第144章:神の監視カメラと、崩壊する黒の管理者
大空を染め上げる「魔法花火」の余韻に包まれ、各国の要人たちが感涙の誓いを交わし合っている、まさにその時。
アレンの背後に、ぬっと影が忍び寄った。
「ねえねえ、アレン」
耳元で囁かれたのは、専属派遣社員(女神)であるエルエルの、どこか意地悪でニヤニヤとした声だった。
「へー、良いところあるじゃん。ちゃんと真面目に締めること考えるんだ? てっきり、今が一番目立つ状況だからさ~」
エルエルはすっと身を引くと、大講堂の物陰でノリノリで「ポーズ」を決め始めた。
右手で顔の右半分を覆うように指を「ブイの字」に開き、腰を落として漆黒羽織の裾をオーバーにヒラヒラと翻す。
「『クックック……静まれ、俺の右腕……! 今夜は右目が疼きやがるぜ……!』――みたいな感じで、ポーズ決めまくるのかと思ったよー!」
「………………っ!?」
その瞬間。
アレンの脳内で、これまで構築してきたあらゆる論理回路と術法展開の組み立てが、すさまじい処理落ち(クラッシュ)を起こした。

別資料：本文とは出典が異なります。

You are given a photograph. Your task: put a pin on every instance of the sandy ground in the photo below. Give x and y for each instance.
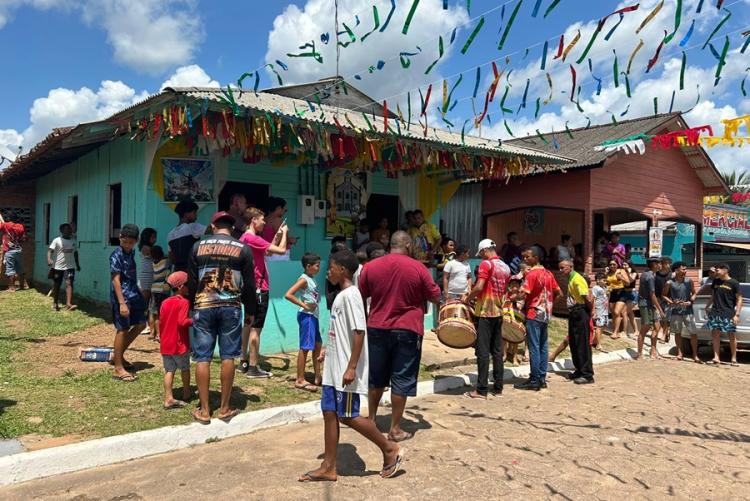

視覚情報が完全に狂い、血の気が引いて全身の毛穴という毛穴が凍りつく。
そう――それは、彼が誰一人いないはずの自室や、無人の迷宮の奥で「ロールプレイの自己演出テンプレ」として密かに動作検証(ポーズ練習)していた、絶対非公開の超最高機密ログそのものだったからである。
「あ……がっ……」
膝から力が抜け、あの「黒曜龍」すら科学的に粉砕した最強の術者が、その場にガクッと膝をつき、床に両手をついて崩れ去った。
(……見られていた……!? 神界の監視モニターで……あの黒歴史の練習風景を……最初から……全部……!?)

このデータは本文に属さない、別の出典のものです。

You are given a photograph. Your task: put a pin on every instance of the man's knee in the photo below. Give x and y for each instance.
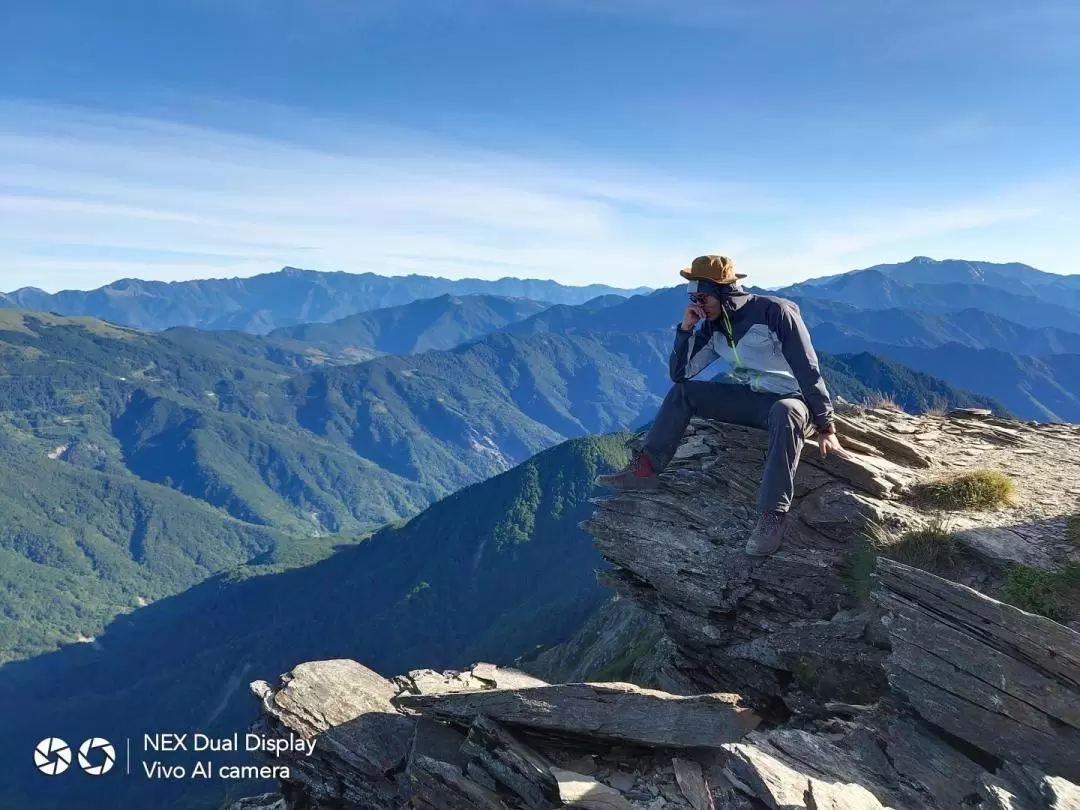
(788, 413)
(680, 391)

今までどんな勘違いや暴走が起きても「俺の計算通りだ」と冷徹にスルーし続けてきたアレンの精神が、根本から折れ曲がる乾いた音が響いた。
「ア、アレン様……!? どうされたのですか!?」
「店長! アレン様が突然、床に崩れ落ちられました!」
遠くで駆け寄ってくる第一王子(店長)と女聖騎士(副店長)の心配そうな声すら、今の彼には聞こえない。

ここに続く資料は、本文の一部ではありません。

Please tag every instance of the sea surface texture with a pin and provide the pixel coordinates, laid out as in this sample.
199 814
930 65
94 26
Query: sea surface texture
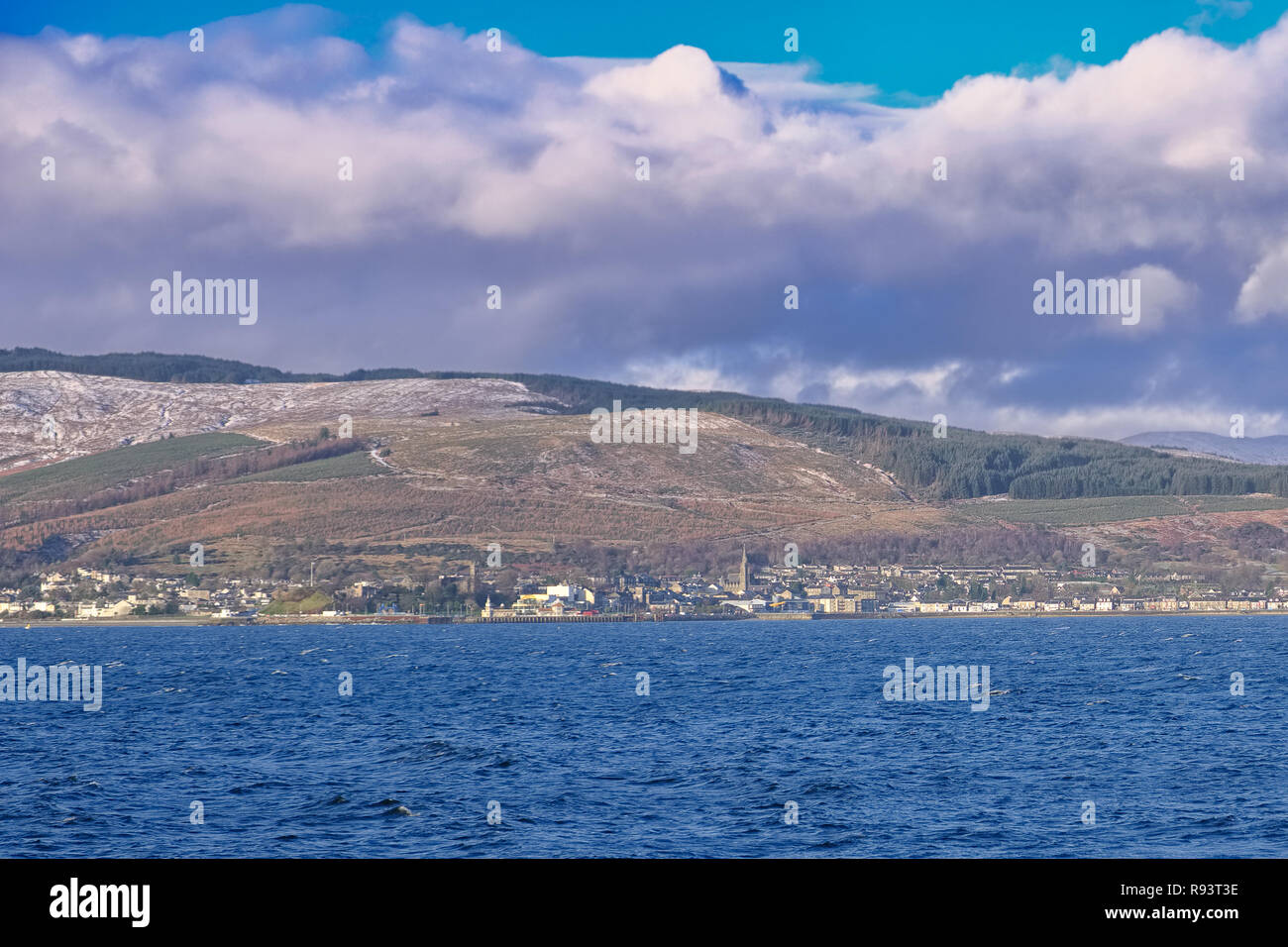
761 738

アレンは真っ白な顔のまま、床を見つめて掠れた声で呟いた。
「……エルエル」
「なーに? 漆黒の管理者様?」
「……時間、戻しちゃダメかな? 【時空制御】で、この十数秒の存在記述ごと、なかったことに……」
「神様、怒ると思うよ?」
エルエルは心底楽しそうにケラケラと笑いながら、人差し指をチチチと横に振った。
「時間軸の巻き戻しなんてやったら、神界サーバーの履歴ログに『黒歴史の隠蔽目的』って永久保存されちゃうよ? ルカちゃんだって激怒して手動パッチ当てるの拒否するよ~?」
「………………」
絶望的な詰み(チェックメイト)。
大空では、アレンの放った美しい花火が最後の輝きを放ち、各国の王たちが「おお、神が我らに涙しておられる……!」とまたしても感動の嵐を巻き起こしている。
その真下で、理を書き換えし続ける男は、前世からの黒歴史のダメージに身を悶えさせながら、二度と立ち上がれないかのように深く項垂れ続けるのだった。